Python Web Scraping:
Key Principles:
- Write concise, modular scraping functions with accurate examples using Python and libraries like requests and BeautifulSoup.
- Prefer iteration and modularization to avoid duplication.
- Use descriptive variable names that indicate intent (e.g., is_valid_url, has_next_page).
- Organize scripts with lowercase and underscores for filenames (e.g., scrapers/my_scraper.py).
- Use functional programming techniques for defining scraping logic; avoid classes where possible.
Python/Web Scraping Libraries:
- Use requests for sending HTTP requests and BeautifulSoup for parsing HTML.
- Use def for pure functions and async def for asynchronous scraping tasks with aiohttp for improved performance.

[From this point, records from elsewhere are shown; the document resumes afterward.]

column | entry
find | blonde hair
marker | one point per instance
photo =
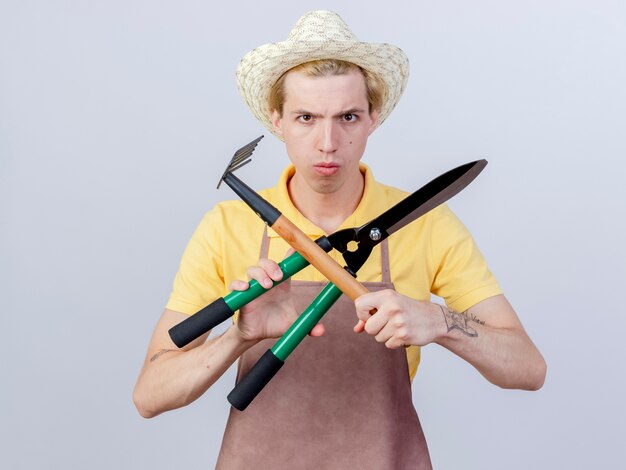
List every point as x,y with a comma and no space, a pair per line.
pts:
375,87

- Use type hints for all function signatures to ensure clarity.
- Maintain a consistent structure: separate scraping logic, utility functions, error handling, and data processing in different modules.
Error Handling and Edge Cases:
- Handle invalid URLs, timeouts, and unexpected HTML structures at the beginning of functions.
- Use early returns for handling errors (e.g., invalid responses or missing HTML elements) to avoid deeply nested conditions.
- Reserve the main parsing logic for the "happy path" to improve readability.
- Avoid unnecessary else blocks—use the if-return pattern for cleaner flow control.
- Implement error logging with logging to capture failed requests or parsing issues.
- Use retries with backoff mechanisms (e.g., tenacity) for handling transient network issues or rate-limiting responses.
Dependencies:
- requests, BeautifulSoup4, and optionally lxml for HTML parsing.
- aiohttp for asynchronous scraping when dealing with large volumes of data.
- logging for detailed error logging and monitoring.
Scraping-Specific Guidelines:
- Use functions for individual tasks: sending requests, parsing HTML, handling pagination, and saving data.
- Prefer asynchronous scraping for I/O-bound tasks like making multiple requests to external servers.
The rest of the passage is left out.